Three counting conventions, four jurisdictions, and the rolling-window rule that trips up the EU's 90/180 calculation.

By Published Updated

Visa rules are unforgiving on dates. Overstay by a day and the next entry can be refused for years. The trouble is different countries count days differently — some include both the arrival and departure day, some exclude one or both, some apply rolling windows that recompute every morning. This guide explains how the major jurisdictions count.

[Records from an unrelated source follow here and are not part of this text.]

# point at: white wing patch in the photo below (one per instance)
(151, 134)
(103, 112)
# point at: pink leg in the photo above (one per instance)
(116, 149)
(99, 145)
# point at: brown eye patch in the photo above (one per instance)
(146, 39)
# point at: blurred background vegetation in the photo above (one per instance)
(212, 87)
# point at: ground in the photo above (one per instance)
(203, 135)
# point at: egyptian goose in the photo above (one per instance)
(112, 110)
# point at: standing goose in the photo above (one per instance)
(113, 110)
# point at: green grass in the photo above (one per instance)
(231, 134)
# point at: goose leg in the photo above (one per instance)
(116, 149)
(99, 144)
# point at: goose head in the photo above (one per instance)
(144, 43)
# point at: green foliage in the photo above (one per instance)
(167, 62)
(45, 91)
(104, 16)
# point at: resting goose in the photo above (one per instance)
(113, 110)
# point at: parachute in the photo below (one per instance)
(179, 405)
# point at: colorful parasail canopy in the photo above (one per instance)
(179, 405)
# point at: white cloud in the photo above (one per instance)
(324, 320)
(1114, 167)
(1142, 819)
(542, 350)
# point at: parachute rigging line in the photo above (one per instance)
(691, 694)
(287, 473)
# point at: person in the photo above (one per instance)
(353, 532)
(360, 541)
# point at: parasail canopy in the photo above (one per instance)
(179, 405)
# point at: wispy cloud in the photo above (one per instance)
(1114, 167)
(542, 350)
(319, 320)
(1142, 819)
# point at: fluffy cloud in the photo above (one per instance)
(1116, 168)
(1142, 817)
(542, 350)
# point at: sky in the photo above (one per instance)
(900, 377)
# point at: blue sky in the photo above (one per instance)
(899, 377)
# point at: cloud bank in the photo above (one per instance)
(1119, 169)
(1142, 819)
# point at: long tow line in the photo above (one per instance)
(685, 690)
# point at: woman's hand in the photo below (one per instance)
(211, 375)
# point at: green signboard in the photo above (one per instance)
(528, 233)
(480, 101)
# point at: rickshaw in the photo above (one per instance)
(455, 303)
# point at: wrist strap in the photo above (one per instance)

The three counting conventions

  1. Inclusive of both endpoints.Arrive Mon Jan 1, depart Sun Jan 7 — that’s 7 days. Most short-stay visas (Schengen, UK visit, Australian eVisitor).
  2. Exclusive of departure. Same dates count as 6 days. Used in some lease and rental contexts; rarely in visas.
  3. Exclusive of arrival.Same dates count as 6 days. The convention for hotel night counts (1 night if you arrive Monday and leave Tuesday) and aviation itineraries (an “overnight” tag).

For visa duration, the standard is both endpoints inclusive unless the rule explicitly says otherwise. The day of entry is day 1; the day of departure is the last counted day even if you leave at 3am.

Schengen 90/180: the rule everyone gets wrong

The Schengen Area allows non-EU short-stay visitors at most 90 days within any rolling 180-day period. The 180-day window is not a calendar year and nota single 180-day block — it’s a sliding window. Every day, the rule asks: “in the last 180 days (today plus the previous 179), how many days has this person been inside Schengen?”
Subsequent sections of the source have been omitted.